In 2004, judges are still threatening Italy’s health, trying to put politicians under charge. Hence, the Schifani bill declares the immunity for the 5 highest figures of the State, and the immediate stop to any legal proceeding they might be involved into. The 5 are: the President of the Republic, the President of the Senate, the President of the Chamber, the Prime Minister, the President of the Constitutional Court. When the bill is proposed, only the Prime Minister has (several) legal trials to deal with. Nonetheless, it is clear that the law is meant to be to the country’s benefit. Unfortunately, the judges manage to prevail again and the bill is rejected for violating the Italian Constitution.  

At this point, the strategy becomes clear: we need shorter trials. Hence, the ex-Cirielli bill is issued, with the aim of halving the status of limitation. Again, as an effect of this law, many of the charges Berlusconi is dealing with are cancelled. Also, Cesare Previti, his ex-lawyer, seems to benefit from the bill, to the point that some ignorant still call it “Save Previti Law“. 

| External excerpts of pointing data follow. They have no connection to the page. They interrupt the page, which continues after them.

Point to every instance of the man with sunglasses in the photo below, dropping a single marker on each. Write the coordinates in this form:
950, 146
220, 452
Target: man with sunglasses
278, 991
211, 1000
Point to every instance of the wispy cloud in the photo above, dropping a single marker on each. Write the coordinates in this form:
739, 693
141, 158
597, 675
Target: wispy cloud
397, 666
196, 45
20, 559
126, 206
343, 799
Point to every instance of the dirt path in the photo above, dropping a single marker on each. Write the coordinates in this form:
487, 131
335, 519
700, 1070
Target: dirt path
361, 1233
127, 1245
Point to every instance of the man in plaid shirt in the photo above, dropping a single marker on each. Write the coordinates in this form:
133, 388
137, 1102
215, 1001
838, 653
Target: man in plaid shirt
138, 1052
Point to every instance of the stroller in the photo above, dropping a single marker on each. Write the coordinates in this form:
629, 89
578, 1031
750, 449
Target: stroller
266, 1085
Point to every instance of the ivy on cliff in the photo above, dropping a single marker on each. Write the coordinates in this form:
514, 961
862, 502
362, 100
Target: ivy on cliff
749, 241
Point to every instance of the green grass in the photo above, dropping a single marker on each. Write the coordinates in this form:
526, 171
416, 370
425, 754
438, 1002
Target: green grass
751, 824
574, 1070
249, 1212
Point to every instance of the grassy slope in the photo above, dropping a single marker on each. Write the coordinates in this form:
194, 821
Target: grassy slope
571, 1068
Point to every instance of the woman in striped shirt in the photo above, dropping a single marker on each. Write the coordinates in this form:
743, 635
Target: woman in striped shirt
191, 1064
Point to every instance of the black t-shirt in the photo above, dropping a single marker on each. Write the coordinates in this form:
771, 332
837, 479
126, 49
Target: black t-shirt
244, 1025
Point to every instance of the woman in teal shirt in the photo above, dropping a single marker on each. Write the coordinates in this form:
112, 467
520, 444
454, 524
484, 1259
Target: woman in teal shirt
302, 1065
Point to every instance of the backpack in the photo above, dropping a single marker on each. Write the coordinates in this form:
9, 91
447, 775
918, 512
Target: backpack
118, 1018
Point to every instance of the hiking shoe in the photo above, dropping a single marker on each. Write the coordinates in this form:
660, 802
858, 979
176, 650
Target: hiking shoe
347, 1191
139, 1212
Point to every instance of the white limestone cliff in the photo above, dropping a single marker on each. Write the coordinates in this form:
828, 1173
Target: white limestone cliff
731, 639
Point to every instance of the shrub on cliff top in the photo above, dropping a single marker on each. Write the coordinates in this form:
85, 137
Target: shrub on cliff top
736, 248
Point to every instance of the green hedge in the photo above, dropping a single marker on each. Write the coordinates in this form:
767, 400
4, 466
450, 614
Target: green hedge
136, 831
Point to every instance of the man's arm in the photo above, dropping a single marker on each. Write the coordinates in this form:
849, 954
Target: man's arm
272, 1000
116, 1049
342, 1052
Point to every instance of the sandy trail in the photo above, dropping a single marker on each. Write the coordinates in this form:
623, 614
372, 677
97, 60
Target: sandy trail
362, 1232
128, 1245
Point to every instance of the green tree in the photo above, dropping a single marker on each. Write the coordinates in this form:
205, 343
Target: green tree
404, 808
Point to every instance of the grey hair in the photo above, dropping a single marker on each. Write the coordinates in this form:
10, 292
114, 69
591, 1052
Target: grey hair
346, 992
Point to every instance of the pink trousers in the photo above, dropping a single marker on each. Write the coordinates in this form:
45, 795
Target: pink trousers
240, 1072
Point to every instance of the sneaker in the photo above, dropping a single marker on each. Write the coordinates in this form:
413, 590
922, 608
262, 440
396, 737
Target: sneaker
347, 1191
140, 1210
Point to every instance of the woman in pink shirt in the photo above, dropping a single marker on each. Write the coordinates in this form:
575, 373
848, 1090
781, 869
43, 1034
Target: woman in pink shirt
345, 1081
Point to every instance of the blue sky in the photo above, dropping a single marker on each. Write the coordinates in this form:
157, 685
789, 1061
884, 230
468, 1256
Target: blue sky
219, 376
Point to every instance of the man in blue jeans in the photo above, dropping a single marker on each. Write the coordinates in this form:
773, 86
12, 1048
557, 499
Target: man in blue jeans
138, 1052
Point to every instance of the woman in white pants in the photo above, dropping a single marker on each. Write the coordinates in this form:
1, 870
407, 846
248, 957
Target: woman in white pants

The truce does not last for long. Italy is still ill, the pathology (the judges) is still dragging it towards the abyss. Thus the Government makes a new attempt to cure Italy. This is the famous Alfano bill. This law is very similar to the previous, unconstitutional,  Schifani bill, yet it has a crucial difference: it holds not that the 5, but only the 4 highest figures of the State are beyond the law. (The poor President of the Consitutional Court can, instead, be charged for illegal behaviour. Probaly, Alfano must have thought  “That’s why the previous bill was unconstitutional! Gotcha!”). Like with the Schifani bill, when the Alfano bill is proposed the only ‘figure’ who’s got (lots of) trials to deal with is the Prime Minister. This time too, the blindness of the Consitutional Court rejects the bill as violating the principles of the Italian Constitution.

The Italian Government must, at this point, realize that the only effective way to fight the judges is to go back to the attempt to shorten the trials as much as possible. A strategy that seems to have been more successful than trying to establish immunity. Notice that the principle behind the latter idea was “we’ll charge them later”. Now, the policy seems to shift to “we charge them now, briefly and that’s it”. With some provisos, of course.

In fact, the new statutes of limitations would apply only if one has a clean record. Does it mean that those who have not been condemned in the past because of statute of limitations are covered by the law? Yes, it means that. Does it also mean that, if (for example) I’ve been previously found guilty of immigration, the new bill will not apply to me and I will have to go to the whole length? Yes, in the name of law.

But what if I have corrupted judges, yet have not been condemned because of the statutes of limitations? Then I’ll be covered by the bill. Which means: if someone wants to put me under trial now, they’d better be quick. Very quick.